Líderes do mundo inteiro se manifestaram ontem sobre a decisão do governo Trump de transferir a Embaixada dos Estados Unido de Tel-Aviv para Jerusalém. Mesmo antes do anúncio oficial do presidente, a maioria, exceto Israel, afirmou que uma mudança de status de Jerusalém deveria ser fruto de negociação e acordo. O papa Francisco disse estar profundamente preocupado e pediu respeito às resoluções das Nações Unidas sobre o que Jerusalém representa.
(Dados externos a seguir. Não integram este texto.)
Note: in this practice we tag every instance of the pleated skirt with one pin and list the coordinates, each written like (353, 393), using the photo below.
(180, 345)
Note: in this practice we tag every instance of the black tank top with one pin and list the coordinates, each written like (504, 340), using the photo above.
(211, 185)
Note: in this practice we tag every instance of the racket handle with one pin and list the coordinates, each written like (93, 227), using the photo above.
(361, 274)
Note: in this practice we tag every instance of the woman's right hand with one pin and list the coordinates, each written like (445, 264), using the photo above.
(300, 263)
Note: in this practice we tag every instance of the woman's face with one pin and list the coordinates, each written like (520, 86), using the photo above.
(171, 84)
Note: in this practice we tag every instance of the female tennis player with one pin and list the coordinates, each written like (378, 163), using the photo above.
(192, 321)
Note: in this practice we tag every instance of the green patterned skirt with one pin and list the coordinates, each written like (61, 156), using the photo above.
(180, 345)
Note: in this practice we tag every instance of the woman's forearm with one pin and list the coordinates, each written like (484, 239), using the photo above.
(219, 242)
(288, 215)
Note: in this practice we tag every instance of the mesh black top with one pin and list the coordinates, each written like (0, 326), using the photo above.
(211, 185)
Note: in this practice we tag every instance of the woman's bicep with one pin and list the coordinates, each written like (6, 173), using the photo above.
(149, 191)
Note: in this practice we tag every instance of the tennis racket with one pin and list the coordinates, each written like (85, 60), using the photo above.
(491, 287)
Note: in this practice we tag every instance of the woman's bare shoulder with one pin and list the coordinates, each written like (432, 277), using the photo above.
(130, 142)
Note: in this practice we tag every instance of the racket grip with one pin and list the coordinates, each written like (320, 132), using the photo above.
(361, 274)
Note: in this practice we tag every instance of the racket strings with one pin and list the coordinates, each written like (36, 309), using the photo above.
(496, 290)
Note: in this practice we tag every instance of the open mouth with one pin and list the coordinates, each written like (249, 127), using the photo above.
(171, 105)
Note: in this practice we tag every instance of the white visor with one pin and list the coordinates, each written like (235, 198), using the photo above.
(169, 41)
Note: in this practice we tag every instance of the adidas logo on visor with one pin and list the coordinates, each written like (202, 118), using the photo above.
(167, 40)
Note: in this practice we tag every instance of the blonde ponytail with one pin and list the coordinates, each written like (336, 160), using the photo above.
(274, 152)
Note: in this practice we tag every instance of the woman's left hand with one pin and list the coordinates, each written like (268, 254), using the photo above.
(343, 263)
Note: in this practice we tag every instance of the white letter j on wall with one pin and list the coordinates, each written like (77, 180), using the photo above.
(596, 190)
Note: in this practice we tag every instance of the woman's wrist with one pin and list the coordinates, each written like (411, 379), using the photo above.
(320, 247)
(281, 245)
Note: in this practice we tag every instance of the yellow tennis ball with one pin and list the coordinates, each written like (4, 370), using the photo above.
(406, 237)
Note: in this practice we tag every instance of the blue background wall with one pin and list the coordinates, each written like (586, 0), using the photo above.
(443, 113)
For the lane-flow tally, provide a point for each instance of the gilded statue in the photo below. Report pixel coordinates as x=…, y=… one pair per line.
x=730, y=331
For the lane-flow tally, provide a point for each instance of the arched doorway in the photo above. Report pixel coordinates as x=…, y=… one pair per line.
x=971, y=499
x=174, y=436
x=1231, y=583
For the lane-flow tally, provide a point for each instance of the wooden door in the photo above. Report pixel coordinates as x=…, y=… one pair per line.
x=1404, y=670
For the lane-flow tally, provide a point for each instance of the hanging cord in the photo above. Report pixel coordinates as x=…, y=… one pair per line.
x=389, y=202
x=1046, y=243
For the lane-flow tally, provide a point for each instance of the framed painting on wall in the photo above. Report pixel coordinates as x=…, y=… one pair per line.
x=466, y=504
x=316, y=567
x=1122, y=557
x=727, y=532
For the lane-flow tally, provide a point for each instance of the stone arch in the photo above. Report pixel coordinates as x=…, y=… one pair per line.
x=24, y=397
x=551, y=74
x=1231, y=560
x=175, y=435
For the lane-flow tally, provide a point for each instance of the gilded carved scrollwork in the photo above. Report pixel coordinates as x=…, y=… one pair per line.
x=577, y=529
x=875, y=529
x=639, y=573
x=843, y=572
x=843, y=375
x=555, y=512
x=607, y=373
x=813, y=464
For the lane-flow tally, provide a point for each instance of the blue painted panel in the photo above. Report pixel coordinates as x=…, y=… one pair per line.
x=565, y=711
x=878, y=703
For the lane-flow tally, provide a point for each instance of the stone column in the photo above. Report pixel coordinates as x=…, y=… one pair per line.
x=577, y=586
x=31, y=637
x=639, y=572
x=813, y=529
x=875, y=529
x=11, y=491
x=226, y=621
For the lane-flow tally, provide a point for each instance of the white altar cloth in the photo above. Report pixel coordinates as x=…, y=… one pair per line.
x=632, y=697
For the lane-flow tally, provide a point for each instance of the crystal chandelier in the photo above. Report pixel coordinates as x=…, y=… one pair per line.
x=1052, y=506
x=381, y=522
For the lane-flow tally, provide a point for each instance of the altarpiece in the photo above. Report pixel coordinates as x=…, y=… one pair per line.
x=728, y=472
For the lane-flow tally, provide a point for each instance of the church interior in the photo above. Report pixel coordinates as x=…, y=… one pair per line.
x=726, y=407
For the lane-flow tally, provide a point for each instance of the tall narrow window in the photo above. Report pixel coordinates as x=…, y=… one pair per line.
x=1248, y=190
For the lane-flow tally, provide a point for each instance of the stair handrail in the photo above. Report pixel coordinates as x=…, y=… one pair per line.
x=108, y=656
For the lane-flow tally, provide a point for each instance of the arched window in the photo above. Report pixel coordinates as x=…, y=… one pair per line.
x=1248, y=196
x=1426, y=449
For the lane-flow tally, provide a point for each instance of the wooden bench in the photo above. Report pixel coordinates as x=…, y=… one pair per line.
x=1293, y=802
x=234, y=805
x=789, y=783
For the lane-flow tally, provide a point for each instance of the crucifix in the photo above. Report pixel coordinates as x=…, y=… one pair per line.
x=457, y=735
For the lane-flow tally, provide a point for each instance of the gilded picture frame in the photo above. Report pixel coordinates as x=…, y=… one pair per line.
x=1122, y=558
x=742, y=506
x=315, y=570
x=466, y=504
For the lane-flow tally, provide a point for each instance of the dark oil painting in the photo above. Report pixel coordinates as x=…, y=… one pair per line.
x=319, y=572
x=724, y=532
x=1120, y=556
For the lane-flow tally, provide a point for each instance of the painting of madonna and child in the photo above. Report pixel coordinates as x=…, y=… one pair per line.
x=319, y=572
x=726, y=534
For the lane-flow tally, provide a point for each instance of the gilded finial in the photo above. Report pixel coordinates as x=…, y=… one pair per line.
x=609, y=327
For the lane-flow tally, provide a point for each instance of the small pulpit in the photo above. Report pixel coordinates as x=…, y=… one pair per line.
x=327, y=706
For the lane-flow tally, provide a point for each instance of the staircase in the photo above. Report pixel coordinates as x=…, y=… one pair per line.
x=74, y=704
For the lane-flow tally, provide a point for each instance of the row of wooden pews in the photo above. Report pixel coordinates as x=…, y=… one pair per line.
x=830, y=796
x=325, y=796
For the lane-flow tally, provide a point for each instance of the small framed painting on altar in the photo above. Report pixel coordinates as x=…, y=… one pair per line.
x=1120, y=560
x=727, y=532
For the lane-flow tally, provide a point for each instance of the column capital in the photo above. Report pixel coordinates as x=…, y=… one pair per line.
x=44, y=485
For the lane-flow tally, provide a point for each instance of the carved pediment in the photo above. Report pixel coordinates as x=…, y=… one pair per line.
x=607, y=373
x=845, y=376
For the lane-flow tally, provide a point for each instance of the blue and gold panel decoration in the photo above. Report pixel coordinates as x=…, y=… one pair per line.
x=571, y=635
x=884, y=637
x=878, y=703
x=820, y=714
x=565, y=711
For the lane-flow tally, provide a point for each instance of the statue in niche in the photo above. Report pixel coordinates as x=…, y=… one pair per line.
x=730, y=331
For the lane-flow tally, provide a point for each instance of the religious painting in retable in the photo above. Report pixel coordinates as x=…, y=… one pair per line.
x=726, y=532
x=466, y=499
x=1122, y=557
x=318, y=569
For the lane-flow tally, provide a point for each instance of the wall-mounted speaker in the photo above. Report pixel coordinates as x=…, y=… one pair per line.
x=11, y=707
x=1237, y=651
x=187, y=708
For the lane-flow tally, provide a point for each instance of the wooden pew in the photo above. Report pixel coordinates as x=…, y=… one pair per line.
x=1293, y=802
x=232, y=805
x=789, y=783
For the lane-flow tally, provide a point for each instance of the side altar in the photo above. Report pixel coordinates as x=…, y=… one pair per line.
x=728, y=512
"Jerusalém é uma cidade única, santa para judeus, cristãos e muçulmanos. Um dos lugares sagrados para todas as religiões e uma cidade que tem vocação especial para a paz", declarou Francisco.

A imprensa americana divulgou que anteontem Trump teria conversado por telefone, tanto com o líder da Autoridade Nacional Palestina, Mahmoud Abbás, quanto com o rei da Jordânia, Abdullah Segundo.

De acordo com a Casa Branca, Trump vai frisar que as fronteiras israelenses estarão sujeitas a uma negociação final com palestinos. Mesma assim, antes do anúncio formal, já houve reações duras na região. A notícia causou revolta nas ruas da Cisjordânia, onde facções convocaram três dias de fúria. Na Faixa de Gaza, palestinos incendiaram bandeiras americanas e israelenses.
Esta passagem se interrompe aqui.